In my 2018 Market Forecast post I had identified important major support levels with respect to the Volatility/Index ratios of the S&P 500, Nasdaq 100 and Russell 2000 Indices as follows:
- SPX:VIX Ratio — 200
- NDX:VXN Ratio — 350
- RUT:RVX Ratio — 80
Since that date, these indices corrected by around 10% and their corresponding volatility ratios have produced a bearish moving average Death Cross formation on the daily timeframe, as price plunged below those major support levels.
As can be noted on the following three daily ratio charts, these support levels are represented by the blue horizontal line. The only ratio whose price is still below is the SPX:VIX ratio.
The Death Cross level is represented by the red horizontal line. The RUT:RVX ratio and the NDX:VXN ratio have come the closest to retesting this line, while the SPX:VIX ratio is still well below.

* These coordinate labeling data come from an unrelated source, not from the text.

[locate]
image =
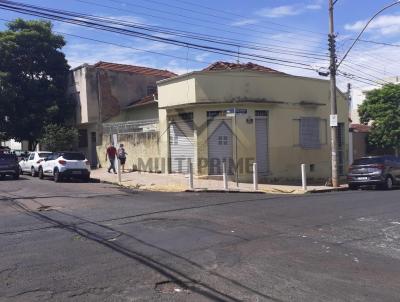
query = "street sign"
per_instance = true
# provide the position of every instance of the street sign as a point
(333, 120)
(232, 112)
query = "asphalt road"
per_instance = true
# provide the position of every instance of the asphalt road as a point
(98, 242)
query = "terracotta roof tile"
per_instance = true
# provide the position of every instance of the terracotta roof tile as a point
(144, 101)
(217, 66)
(360, 128)
(135, 69)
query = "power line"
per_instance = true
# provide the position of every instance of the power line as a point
(213, 15)
(83, 20)
(378, 43)
(242, 16)
(219, 29)
(226, 41)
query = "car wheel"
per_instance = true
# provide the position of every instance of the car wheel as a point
(86, 178)
(57, 176)
(41, 175)
(389, 183)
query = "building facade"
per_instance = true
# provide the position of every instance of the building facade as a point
(233, 115)
(101, 92)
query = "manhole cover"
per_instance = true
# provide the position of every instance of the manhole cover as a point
(172, 287)
(45, 208)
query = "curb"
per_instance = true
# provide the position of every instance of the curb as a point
(329, 190)
(229, 191)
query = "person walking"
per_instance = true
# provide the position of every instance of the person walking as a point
(122, 156)
(110, 154)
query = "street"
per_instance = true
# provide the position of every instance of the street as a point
(98, 242)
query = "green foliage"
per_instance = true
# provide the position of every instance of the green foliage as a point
(382, 108)
(59, 138)
(33, 79)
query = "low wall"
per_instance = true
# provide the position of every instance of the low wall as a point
(142, 148)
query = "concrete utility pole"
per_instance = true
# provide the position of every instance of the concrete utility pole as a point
(333, 117)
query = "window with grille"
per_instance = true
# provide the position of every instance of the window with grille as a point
(82, 138)
(222, 140)
(310, 133)
(151, 89)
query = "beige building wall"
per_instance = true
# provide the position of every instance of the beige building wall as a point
(291, 98)
(145, 112)
(143, 150)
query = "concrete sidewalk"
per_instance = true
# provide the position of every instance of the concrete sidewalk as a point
(180, 183)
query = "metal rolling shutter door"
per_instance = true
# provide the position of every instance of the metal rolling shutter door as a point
(182, 147)
(220, 146)
(262, 145)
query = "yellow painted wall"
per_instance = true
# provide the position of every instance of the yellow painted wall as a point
(286, 155)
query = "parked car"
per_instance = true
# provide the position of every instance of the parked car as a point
(8, 165)
(378, 171)
(64, 165)
(31, 163)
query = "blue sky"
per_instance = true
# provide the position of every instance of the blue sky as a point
(286, 30)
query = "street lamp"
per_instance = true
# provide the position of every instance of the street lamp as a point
(332, 71)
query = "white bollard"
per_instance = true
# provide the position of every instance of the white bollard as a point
(191, 186)
(224, 176)
(304, 177)
(255, 176)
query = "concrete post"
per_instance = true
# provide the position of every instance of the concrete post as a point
(255, 176)
(304, 177)
(351, 148)
(191, 187)
(115, 141)
(224, 176)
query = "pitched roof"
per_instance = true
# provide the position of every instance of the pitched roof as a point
(150, 99)
(134, 69)
(217, 66)
(360, 128)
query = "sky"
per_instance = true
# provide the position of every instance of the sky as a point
(290, 36)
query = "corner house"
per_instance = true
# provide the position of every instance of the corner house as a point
(238, 114)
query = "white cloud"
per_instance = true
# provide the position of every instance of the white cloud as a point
(280, 11)
(384, 25)
(244, 22)
(289, 10)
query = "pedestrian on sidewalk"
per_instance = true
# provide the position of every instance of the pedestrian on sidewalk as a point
(111, 154)
(122, 156)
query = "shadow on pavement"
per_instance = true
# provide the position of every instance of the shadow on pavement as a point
(169, 272)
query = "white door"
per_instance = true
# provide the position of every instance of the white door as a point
(220, 147)
(261, 124)
(182, 146)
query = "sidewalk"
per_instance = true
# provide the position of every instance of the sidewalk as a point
(180, 183)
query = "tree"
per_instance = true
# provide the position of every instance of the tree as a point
(33, 79)
(382, 108)
(59, 138)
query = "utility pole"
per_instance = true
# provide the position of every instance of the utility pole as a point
(333, 116)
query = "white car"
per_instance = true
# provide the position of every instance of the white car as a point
(31, 163)
(65, 165)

If we’re to witness a resumption of an equity bull market, these ratios will need to break and hold above their Death Cross levels, and create a whole new uptrend on this daily timeframe, since the last two-year uptrend has been thoroughly decimated by this correction. No doubt that will take some time, so we’ll likely see more volatile swings in the SPX, NDX and RUT in the meantime. Otherwise, failure to break above their crossovers, will likely produce another leg down on rising volatility.